Climate Change

No one knows if humans are are contributing to global climate change.  Both sides have legitimate fears about the effects of climate change on society.  We can pursue a middle course that satisfies all parties.

Climate change believers fear that our rapid release of hundreds of millions of years of carbon stored in coal, oil and other fossil fuels is going to disrupt our climate, making earth less habitable for plants, animals and humans.  They demand the implementation of an international mechanism to reduce carbon emissions to prevent potential massive ecological disaster.

Climate change skeptics fear that authoritarians are attempting to use the climate change issue to take control over the world’s economies by forcing everyone to get ‘authorization’ to emit carbon.  They’ll resist any scheme, especially an international one, to regulate people’s production of carbon.

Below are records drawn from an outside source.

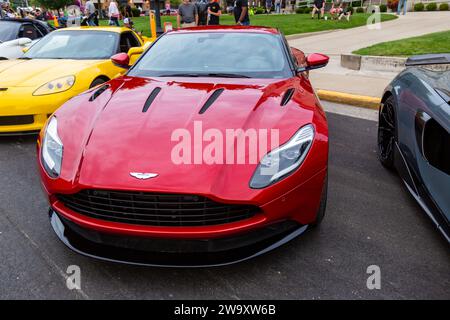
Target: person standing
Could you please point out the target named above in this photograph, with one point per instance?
(319, 6)
(402, 3)
(128, 11)
(241, 12)
(202, 11)
(278, 6)
(187, 15)
(214, 13)
(167, 6)
(268, 6)
(90, 13)
(113, 13)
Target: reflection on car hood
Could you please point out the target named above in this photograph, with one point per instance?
(36, 72)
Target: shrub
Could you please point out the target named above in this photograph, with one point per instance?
(419, 7)
(431, 7)
(443, 7)
(393, 4)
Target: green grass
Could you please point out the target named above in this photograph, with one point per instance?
(430, 43)
(288, 24)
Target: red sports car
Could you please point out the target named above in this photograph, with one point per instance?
(212, 149)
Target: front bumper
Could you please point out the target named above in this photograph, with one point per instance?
(174, 252)
(18, 105)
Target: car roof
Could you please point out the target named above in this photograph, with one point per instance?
(110, 29)
(240, 29)
(20, 20)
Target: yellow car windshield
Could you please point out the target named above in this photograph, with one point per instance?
(75, 45)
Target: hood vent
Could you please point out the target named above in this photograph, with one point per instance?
(98, 92)
(287, 96)
(445, 94)
(211, 100)
(151, 98)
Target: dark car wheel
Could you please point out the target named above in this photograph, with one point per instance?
(323, 204)
(387, 133)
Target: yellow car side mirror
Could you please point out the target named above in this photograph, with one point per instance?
(134, 54)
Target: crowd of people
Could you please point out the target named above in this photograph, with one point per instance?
(190, 12)
(6, 11)
(339, 9)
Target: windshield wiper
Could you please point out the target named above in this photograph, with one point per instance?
(180, 75)
(212, 75)
(226, 75)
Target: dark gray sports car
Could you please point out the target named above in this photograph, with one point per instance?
(414, 133)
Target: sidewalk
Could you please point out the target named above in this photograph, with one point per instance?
(364, 83)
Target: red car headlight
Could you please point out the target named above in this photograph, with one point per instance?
(52, 149)
(281, 161)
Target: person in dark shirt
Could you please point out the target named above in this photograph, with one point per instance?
(214, 13)
(319, 5)
(241, 12)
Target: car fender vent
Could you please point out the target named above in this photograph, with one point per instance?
(287, 96)
(211, 100)
(98, 92)
(151, 98)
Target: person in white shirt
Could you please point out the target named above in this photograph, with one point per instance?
(113, 13)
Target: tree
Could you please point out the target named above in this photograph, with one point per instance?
(55, 4)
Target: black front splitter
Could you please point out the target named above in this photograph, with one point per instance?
(173, 252)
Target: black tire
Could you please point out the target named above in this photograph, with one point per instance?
(323, 204)
(387, 135)
(97, 81)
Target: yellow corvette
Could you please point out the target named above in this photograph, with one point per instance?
(63, 64)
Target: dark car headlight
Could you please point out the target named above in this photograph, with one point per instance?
(281, 161)
(52, 149)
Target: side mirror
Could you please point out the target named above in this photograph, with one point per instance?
(121, 60)
(314, 61)
(135, 51)
(134, 54)
(24, 41)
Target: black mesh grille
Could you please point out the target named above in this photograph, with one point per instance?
(155, 209)
(16, 120)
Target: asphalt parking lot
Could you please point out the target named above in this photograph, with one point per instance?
(370, 220)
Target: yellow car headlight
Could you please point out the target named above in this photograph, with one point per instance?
(55, 86)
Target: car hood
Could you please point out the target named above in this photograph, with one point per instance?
(119, 138)
(36, 72)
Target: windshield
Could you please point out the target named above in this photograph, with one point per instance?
(8, 30)
(75, 45)
(231, 54)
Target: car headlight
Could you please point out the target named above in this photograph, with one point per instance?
(55, 86)
(281, 161)
(52, 149)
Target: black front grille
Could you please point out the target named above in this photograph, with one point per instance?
(155, 209)
(16, 120)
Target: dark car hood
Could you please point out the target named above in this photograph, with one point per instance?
(125, 139)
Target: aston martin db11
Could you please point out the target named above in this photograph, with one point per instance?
(211, 149)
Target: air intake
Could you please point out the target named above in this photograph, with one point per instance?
(211, 100)
(98, 92)
(287, 96)
(151, 98)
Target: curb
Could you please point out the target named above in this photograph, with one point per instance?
(373, 63)
(351, 99)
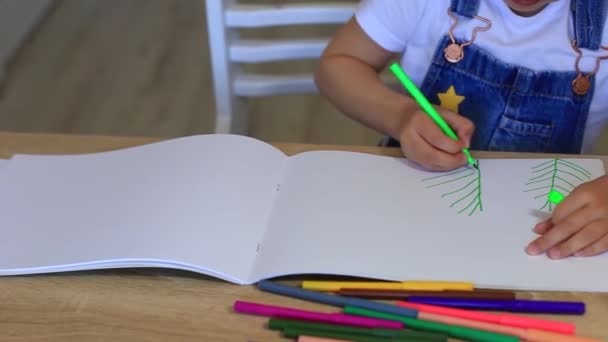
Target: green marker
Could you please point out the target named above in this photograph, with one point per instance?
(420, 336)
(428, 107)
(556, 197)
(455, 331)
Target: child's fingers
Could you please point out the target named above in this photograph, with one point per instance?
(463, 127)
(585, 237)
(575, 201)
(598, 247)
(560, 232)
(436, 137)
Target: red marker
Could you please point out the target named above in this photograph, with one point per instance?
(503, 319)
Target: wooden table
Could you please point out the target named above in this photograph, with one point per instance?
(164, 305)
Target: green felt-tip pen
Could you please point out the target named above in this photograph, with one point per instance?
(428, 107)
(420, 336)
(455, 331)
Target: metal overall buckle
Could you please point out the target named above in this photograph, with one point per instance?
(582, 82)
(454, 53)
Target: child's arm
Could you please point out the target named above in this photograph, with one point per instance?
(348, 75)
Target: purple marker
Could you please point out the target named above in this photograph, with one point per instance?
(529, 306)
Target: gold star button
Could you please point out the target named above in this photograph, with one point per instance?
(450, 100)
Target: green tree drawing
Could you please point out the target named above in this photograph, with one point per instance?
(464, 186)
(558, 175)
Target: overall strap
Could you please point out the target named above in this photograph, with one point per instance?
(589, 18)
(465, 8)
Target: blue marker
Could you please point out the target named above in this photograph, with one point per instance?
(334, 300)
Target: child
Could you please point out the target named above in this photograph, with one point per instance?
(507, 75)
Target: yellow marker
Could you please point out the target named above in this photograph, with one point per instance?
(332, 286)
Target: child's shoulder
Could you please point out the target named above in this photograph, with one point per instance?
(393, 23)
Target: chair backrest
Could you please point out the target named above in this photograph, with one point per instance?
(228, 50)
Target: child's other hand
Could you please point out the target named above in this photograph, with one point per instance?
(579, 224)
(425, 143)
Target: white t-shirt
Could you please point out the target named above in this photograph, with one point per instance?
(540, 42)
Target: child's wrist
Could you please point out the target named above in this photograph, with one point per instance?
(405, 108)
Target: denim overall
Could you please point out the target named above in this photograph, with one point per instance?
(514, 108)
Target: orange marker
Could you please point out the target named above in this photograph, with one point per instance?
(529, 335)
(502, 319)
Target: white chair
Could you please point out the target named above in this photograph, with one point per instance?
(228, 51)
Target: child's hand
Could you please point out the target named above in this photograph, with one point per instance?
(425, 143)
(579, 224)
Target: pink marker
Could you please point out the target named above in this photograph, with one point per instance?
(329, 318)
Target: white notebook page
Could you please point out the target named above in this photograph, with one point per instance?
(371, 216)
(199, 201)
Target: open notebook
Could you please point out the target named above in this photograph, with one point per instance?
(238, 209)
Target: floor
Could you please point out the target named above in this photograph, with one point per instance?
(141, 67)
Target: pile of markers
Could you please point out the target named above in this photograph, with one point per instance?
(421, 311)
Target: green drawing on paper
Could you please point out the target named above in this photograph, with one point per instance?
(464, 187)
(555, 179)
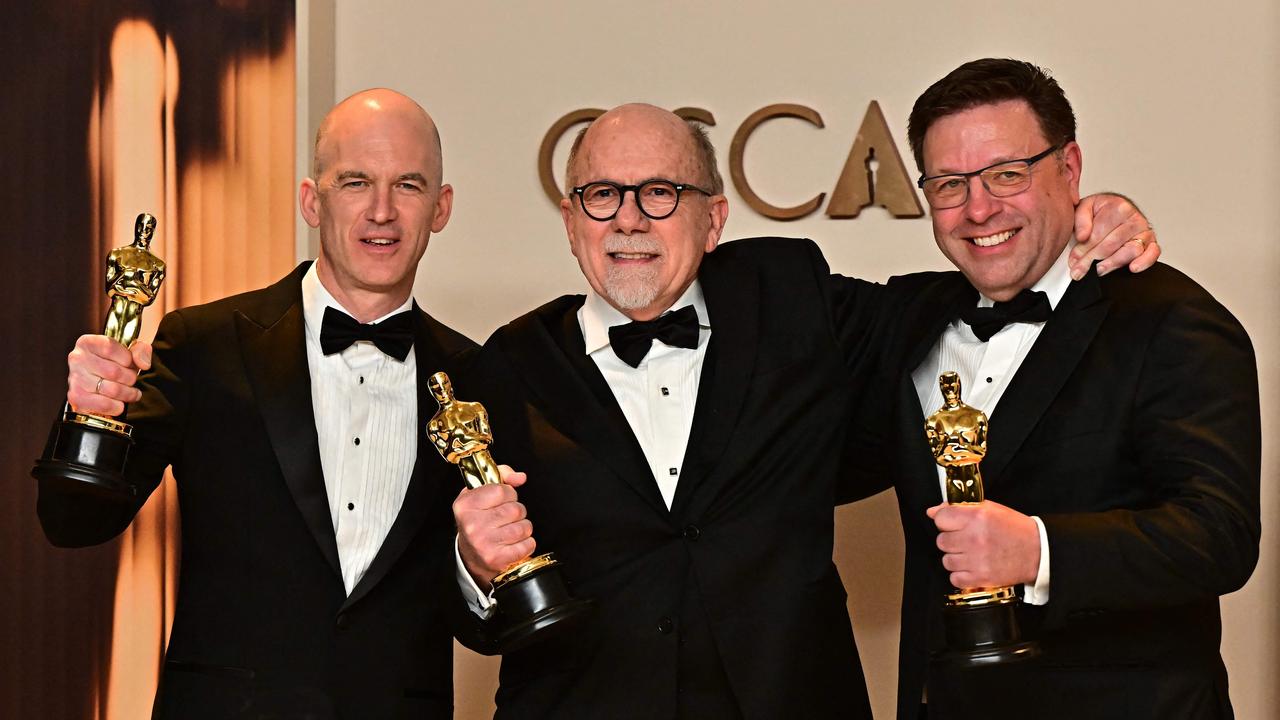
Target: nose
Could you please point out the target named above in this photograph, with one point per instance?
(629, 217)
(382, 205)
(981, 204)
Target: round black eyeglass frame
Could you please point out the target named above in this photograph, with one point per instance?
(635, 188)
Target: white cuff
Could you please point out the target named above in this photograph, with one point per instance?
(1037, 592)
(478, 601)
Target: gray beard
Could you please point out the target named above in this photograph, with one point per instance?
(631, 288)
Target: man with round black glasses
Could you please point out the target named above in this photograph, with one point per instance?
(681, 428)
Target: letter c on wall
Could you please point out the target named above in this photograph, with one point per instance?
(736, 151)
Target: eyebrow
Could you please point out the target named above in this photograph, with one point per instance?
(361, 174)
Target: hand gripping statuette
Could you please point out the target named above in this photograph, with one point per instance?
(533, 600)
(87, 452)
(981, 624)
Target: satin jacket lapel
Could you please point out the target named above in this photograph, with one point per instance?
(551, 358)
(275, 360)
(732, 302)
(426, 482)
(1045, 370)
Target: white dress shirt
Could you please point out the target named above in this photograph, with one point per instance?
(986, 369)
(366, 424)
(657, 397)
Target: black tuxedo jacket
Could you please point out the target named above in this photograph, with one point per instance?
(1132, 429)
(264, 627)
(732, 592)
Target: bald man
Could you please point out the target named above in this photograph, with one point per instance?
(315, 515)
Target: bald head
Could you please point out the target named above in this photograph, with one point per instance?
(649, 130)
(373, 108)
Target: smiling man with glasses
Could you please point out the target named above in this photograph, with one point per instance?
(681, 427)
(1123, 465)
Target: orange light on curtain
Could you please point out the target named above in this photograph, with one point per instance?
(225, 224)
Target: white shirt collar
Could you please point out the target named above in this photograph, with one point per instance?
(1054, 282)
(316, 297)
(597, 315)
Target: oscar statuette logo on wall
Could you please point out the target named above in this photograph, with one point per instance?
(873, 173)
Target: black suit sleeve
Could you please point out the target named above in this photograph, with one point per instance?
(77, 520)
(860, 313)
(1197, 440)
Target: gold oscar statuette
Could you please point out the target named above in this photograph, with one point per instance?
(87, 452)
(531, 596)
(981, 624)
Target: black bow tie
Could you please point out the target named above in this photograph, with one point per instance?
(393, 336)
(631, 341)
(1028, 306)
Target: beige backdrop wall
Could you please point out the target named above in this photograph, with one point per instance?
(1178, 108)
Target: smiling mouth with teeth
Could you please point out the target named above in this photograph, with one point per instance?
(992, 240)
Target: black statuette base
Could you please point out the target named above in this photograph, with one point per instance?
(536, 607)
(984, 634)
(83, 459)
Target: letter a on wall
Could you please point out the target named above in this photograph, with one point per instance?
(887, 185)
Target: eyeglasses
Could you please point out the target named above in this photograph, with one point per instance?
(657, 199)
(1000, 180)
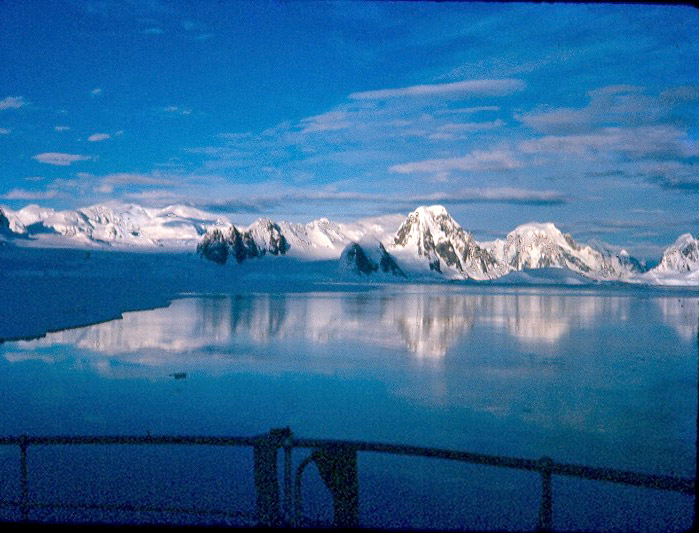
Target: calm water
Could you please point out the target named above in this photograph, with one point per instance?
(600, 378)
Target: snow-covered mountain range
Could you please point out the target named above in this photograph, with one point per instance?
(427, 244)
(114, 224)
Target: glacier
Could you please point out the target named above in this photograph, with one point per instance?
(427, 245)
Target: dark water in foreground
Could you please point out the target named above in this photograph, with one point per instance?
(593, 377)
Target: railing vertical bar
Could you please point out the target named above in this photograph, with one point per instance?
(546, 508)
(24, 496)
(287, 481)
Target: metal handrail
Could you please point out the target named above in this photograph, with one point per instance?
(283, 438)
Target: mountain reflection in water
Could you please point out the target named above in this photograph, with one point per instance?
(425, 324)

Cap and trade is a disastrous policy for both sides.  Governments have no incentive to lower the cap enough to seriously reduce carbon while myriad of government agencies and industries will spring up to pressure both individuals and businesses to pay for their carbon.  The policy is terrible.

A carbon tax is the obvious solution supported by nearly all the world’s economists.  A carbon tax would be levied on the fossil fuels that produce carbon.  This tax is easy to implement and requires virtually no government expansion.  It creates incentives for the government to tax carbon and for the public at large to develop alternative energy sources.  We can solve the carbon problem by steadily and predictably increasing this tax over the years.